Thursday, June 9, 2011

The Relationship of Church and State in the time of Eusebius and Augustine

Eusebius didn’t believe in the separation of Church and State. He was a prominent member of the “little circle of court clerics who helped to school Constantine in Christian ways and to shape an image of him for contemporaries and for posterity.” [Fletcher’s The Barbarian Conversion, from Paganism to Christianity, page 22]

Eusebius dates, c. 260 to c. 340, overlap Constantine’s rule, c. 306-337, surely one of the most important times in church history. In our modern times it is anathema to advocate the combination of Church and State, but if we attempt to put ourselves back in Eusebius’ situation we probably would have agreed with him. Christians had been hounded, persecuted and martyred off and on since the time of the apostles, but now the most powerful person in the world had become a convert. If we had an opportunity to mold him, what would we do? It wouldn’t do to tell Constantine that Church and State should be separated. That wouldn’t have meant anything to him. His conversion from all we know was genuine. He wanted to help the Church grow, so why not let him?

“. . . his adhesion to Christianity from 313 onwards was not to be doubted. Its most enduring manifestation was in open-handed patronage. Constantine did not make Christianity the official religion of the Roman Empire, though this is often said of him. What he did was to make the Christian church the most-favoured recipient of the near-limitless resources of imperial favour. An enormous new church of St. Peter was built in Rome, modeled on the basilican form used for imperial throne halls such as the one which survives at Trier. The see of Rome received extensive landed endowments and one of the imperial residences, the Lateran Palace, to house its bishop and his staff. Constantinople, begun in 325, was to be an exclusively Christian city . . . Legal privileges and immunities rained down upon the Christian church and its clergy. The emperor took an active part in ecclesiastical affairs, summoning and attending church councils, participating in theological debate, attempting to sort out quarrels and controversies.” [Fletcher, 19-22]

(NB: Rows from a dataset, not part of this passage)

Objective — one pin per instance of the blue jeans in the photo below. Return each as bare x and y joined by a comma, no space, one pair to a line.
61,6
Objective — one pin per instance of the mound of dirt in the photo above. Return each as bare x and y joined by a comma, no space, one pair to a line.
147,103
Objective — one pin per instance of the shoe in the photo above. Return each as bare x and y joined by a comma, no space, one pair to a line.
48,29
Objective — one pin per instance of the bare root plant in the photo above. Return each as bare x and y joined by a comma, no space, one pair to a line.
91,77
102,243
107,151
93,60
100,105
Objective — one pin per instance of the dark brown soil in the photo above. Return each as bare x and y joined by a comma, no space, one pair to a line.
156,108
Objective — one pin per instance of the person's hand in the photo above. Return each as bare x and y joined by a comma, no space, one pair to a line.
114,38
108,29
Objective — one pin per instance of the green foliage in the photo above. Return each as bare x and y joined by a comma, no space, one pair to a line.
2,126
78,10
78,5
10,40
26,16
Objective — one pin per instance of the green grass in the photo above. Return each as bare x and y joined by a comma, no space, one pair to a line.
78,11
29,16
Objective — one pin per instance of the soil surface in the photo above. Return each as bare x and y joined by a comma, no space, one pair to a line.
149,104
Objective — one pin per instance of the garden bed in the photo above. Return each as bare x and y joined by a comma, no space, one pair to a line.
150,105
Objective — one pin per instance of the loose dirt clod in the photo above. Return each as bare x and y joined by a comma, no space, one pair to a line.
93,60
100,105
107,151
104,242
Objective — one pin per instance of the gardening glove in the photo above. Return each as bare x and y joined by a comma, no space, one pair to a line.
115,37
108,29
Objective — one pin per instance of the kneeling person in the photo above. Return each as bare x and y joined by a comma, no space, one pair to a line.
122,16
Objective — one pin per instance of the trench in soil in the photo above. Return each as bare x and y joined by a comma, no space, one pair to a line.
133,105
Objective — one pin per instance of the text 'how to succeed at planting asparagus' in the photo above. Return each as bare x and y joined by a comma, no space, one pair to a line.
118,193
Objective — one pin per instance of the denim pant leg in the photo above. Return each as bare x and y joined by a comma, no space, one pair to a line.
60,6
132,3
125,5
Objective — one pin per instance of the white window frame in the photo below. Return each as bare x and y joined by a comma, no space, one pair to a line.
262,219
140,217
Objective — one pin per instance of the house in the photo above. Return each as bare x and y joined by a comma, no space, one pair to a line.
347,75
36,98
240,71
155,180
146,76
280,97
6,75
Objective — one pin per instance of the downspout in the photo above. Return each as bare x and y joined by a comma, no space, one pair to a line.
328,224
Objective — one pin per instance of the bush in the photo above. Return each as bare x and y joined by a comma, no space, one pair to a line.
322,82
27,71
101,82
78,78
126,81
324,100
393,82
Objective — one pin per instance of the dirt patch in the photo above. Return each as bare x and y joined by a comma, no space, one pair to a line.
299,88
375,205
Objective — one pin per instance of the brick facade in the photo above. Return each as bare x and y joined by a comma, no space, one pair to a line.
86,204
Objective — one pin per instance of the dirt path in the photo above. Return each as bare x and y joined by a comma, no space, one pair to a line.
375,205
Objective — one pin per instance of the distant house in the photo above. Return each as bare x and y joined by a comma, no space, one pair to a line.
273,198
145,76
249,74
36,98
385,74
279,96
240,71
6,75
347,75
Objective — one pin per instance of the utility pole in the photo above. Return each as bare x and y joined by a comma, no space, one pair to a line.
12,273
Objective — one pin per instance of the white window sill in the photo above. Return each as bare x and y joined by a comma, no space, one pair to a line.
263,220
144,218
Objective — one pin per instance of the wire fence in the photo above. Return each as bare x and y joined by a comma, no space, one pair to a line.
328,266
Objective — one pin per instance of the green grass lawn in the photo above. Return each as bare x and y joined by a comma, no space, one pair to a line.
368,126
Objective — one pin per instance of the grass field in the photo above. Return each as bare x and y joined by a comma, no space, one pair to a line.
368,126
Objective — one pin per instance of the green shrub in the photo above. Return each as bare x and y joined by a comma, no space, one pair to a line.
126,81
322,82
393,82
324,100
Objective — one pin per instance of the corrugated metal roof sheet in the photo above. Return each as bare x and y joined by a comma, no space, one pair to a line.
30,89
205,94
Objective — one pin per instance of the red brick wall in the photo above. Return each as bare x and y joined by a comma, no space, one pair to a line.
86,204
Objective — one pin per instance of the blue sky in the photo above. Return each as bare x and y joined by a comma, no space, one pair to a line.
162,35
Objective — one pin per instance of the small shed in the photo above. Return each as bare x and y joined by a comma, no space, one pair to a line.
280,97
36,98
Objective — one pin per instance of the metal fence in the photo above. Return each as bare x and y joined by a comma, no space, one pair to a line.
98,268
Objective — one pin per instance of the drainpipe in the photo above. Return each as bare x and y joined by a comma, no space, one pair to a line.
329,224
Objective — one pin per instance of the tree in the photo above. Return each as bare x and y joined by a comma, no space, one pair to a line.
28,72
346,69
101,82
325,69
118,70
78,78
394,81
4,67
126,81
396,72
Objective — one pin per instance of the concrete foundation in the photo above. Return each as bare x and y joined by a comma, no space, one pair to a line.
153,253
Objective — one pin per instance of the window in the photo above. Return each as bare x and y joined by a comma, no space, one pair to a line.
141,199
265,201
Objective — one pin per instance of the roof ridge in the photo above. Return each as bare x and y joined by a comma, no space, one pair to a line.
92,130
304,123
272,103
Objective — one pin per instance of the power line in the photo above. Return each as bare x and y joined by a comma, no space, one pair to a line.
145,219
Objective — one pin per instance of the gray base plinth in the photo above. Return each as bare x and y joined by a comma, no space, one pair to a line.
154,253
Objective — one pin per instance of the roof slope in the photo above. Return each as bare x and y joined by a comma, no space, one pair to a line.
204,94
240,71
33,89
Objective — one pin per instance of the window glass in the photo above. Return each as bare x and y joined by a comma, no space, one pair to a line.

And if we somehow had an opportunity to talk to Eusebius during this period, could we talk him into a belief in a separation of Church and State? I doubt it. Eusebius was an historian. He knew how bad the Church had it during earlier times and how good Constantine was making it for the Church during the time in which he lived. We would have no evidence to present him of the evils we would be trying to warn him against.

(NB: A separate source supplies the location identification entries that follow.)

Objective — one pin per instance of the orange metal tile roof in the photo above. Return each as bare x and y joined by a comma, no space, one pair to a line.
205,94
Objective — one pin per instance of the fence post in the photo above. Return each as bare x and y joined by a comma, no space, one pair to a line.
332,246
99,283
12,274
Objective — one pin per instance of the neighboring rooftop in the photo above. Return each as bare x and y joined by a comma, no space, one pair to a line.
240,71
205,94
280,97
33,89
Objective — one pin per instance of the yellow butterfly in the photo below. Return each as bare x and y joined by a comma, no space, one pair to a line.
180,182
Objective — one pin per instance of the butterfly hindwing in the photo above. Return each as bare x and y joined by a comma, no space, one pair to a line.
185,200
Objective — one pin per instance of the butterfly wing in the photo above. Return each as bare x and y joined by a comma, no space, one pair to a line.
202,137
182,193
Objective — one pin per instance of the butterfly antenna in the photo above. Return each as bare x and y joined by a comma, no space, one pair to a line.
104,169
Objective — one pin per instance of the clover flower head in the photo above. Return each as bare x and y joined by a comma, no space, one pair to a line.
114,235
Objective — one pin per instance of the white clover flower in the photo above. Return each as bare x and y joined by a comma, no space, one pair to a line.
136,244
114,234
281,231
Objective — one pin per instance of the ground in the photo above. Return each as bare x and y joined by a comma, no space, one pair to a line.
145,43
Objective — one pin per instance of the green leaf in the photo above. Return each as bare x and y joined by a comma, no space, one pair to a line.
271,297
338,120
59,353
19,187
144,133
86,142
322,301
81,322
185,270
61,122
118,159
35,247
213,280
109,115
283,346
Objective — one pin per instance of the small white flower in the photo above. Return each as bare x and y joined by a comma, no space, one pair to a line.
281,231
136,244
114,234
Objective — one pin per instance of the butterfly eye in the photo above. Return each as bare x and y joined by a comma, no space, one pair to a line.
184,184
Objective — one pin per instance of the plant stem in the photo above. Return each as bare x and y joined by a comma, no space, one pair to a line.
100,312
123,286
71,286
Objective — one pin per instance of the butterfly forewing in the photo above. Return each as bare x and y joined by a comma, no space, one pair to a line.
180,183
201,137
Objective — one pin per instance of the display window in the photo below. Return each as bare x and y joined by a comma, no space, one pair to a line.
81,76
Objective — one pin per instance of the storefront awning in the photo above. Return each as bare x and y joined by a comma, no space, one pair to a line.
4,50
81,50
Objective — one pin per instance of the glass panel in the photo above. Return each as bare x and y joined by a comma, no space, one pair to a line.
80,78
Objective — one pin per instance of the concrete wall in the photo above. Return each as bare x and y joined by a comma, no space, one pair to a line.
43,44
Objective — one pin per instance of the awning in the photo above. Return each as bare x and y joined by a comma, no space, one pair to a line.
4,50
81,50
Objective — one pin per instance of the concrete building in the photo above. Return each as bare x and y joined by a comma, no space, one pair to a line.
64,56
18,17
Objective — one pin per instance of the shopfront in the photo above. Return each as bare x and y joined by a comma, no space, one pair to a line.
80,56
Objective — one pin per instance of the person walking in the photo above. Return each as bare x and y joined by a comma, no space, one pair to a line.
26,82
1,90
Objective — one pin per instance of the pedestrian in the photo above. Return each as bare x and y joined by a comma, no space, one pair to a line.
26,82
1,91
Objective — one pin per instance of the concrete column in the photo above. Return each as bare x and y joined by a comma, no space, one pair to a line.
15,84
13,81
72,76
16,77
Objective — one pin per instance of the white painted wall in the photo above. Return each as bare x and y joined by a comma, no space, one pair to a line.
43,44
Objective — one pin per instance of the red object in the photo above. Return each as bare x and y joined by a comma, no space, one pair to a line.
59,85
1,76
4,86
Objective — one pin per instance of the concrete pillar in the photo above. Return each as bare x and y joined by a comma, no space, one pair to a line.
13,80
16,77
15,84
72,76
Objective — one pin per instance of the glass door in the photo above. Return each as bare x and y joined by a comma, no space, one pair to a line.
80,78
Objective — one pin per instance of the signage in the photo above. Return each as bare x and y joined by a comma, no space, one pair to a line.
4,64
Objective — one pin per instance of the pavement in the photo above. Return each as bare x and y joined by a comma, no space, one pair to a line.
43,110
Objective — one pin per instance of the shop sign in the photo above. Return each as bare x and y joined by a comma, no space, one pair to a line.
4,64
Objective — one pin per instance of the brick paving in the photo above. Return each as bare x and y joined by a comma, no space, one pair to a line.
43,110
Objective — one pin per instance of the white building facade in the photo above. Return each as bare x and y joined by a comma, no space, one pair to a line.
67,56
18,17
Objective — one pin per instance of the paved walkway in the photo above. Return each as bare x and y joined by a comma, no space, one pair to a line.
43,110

It was Augustine who would make the argument for this separation, but not the argument we moderns might expect. When we read his presuppositions they are hard for a modern Christian to accept. He was influenced by Monasticism. “Monasticism offered, or demanded, a manner of life in which individualism had to be shed. To be ‘of one heart and of one soul’ within a community, to have ‘all things common’, was not simply to follow the example of the apostles commended in Acts iv. 32: it was also to be liberated from the insidious temptation of private cares, selfish anxieties. Such liberation offered the possibility to humans of building a heavenly society upon earth. The monastic vocation was a call to a new way of apprehending, even of merging into, the divine.”

Augustine, if he could be brought forward in time, would be appalled at our definition of the separation of Church and State. Why bother to separate, he might ask us, since he could see so little difference? The Reformers were influenced by many of Augustine’s arguments, but not this one. They found no justification for Monasticism and no reason not to influence the State if they could. Augustine’s arguments can’t easily be set aside, even if we reject Monasticism, but the separation of Church and State that we recognize today began with the Peace of Westphalia in 1648. One might say that we in the West learned how to be tolerant of each other’s religion the hard way. We fought each other for thirty years and got tired of it. That’s not quite the same as saying that we suddenly became enlightened, but it will do.

There are Christians today who worry that we in the West have gone too far in the other direction, that is, that whereas in the past the church had power over the State, now the State is assuming an inhibiting power over the Church. Organizations, especially the ACLU, are going through State and Church activities much as Rudolf Bultmann went through the New Testament, rejecting this and that as they see fit. The Western Civilization and the Christian Church grew together as an integral unit, but some now feel they can pull the Church out and cast it aside. Most of the time (at least here in the U.S.) most of us know how to be both Christian and citizen. The two don’t need to be in conflict. Of course most of the Church in the U.S. isn’t resisting ACLU inroads. They may complain a bit, but that are too used to getting along with the State to make a fuss. Would we “make a fuss” if the State went too far, whatever we might mean by that? I think so. The “Spreading Flame” may have grown dim, but it isn’t out.